Sexual assault and rape are issues that affect a large number students – but a recent study found that many male students are unaware of what rape actually is.

In a study led by professor Sarah Edwards and published in Violence and Gender, 86 straight male American college students filled in several different surveys and were asked to self-report their likelihood to engage in certain types of sexual behaviour – including forcing a female to do something sexual she does not want to, and rape – ''if nobody would ever know and there wouldn't be any consequences''.

One-third of participants (31.7%) said they would force a woman to have sexual intercourse in a "consequence-free situation" – and many wouldn't label or recognise their actions as "rape". Moreover, 13.6% of participants said they would rape a woman.

As part of the study, the researchers addressed the level of hostility the participants showed towards women and whether that played a role in the outcome of the results.

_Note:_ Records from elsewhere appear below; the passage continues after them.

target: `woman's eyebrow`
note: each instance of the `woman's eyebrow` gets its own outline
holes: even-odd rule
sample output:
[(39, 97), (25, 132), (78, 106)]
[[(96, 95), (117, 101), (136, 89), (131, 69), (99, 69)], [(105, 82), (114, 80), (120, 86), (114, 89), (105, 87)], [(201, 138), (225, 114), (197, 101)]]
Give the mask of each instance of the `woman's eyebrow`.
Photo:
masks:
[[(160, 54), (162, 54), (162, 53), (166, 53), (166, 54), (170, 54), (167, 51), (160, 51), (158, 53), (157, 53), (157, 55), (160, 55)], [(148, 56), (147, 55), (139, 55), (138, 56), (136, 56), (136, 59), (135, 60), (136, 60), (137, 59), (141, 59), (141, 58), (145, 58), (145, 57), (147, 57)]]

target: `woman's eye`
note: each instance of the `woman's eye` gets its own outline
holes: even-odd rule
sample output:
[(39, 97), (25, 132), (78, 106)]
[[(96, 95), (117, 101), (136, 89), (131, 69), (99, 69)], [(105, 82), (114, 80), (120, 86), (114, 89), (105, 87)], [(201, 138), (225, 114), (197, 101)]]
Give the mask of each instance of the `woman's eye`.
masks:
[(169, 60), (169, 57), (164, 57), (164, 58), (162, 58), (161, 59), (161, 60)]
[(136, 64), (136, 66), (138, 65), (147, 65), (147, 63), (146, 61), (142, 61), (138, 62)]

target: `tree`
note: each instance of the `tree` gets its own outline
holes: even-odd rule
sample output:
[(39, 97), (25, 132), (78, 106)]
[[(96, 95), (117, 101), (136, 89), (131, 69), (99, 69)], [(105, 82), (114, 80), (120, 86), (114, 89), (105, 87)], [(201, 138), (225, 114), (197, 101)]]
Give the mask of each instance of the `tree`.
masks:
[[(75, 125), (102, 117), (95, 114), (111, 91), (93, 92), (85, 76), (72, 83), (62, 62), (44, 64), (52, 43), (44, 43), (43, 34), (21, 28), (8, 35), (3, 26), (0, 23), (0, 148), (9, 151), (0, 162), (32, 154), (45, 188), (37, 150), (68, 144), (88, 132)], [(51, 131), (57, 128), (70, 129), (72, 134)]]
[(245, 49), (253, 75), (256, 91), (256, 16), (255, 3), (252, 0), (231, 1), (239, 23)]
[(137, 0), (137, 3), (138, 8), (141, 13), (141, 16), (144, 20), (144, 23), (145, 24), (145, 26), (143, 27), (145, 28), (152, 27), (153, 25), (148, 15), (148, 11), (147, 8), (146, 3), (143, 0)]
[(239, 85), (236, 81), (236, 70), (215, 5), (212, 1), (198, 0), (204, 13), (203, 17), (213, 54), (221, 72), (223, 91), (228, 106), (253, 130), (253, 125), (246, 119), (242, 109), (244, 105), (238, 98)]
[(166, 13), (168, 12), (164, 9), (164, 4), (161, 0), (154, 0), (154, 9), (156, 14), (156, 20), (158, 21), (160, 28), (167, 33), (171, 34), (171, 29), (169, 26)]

They read the students a series of statements such as ''I feel that many women flirt with men just to tease them and hurt them'' and ''I am easily angered by women", and made judgments from their results depending on how high they agreed or disagreed.

The researchers also asked questions to assess the participants' levels of "hypermasculinity", such as whether they viewed danger as "exciting" and if they considered violence "manly". The researchers said they asked these questions to determine the "contribution of callous sexual attitudes to likelihood to commit sexual assault".

The study concludes that there is no "one-size-fits-all" approach to sexual assault prevention.

It notes that men who are hostile towards women would not benefit from "primary" efforts from colleges to prevent sexual assault on campuses. However, the men who "endorse force but deny rape" could benefit from these efforts, "as long as the programming can establish rapport and credibility with participants".

The researchers said that it is important to dispel the idea of a "stereotypical rapist" as those who "endorse force but deny rape" would fail to identify with the behaviour, which would ultimately lead to less effective rape-prevention programming efforts.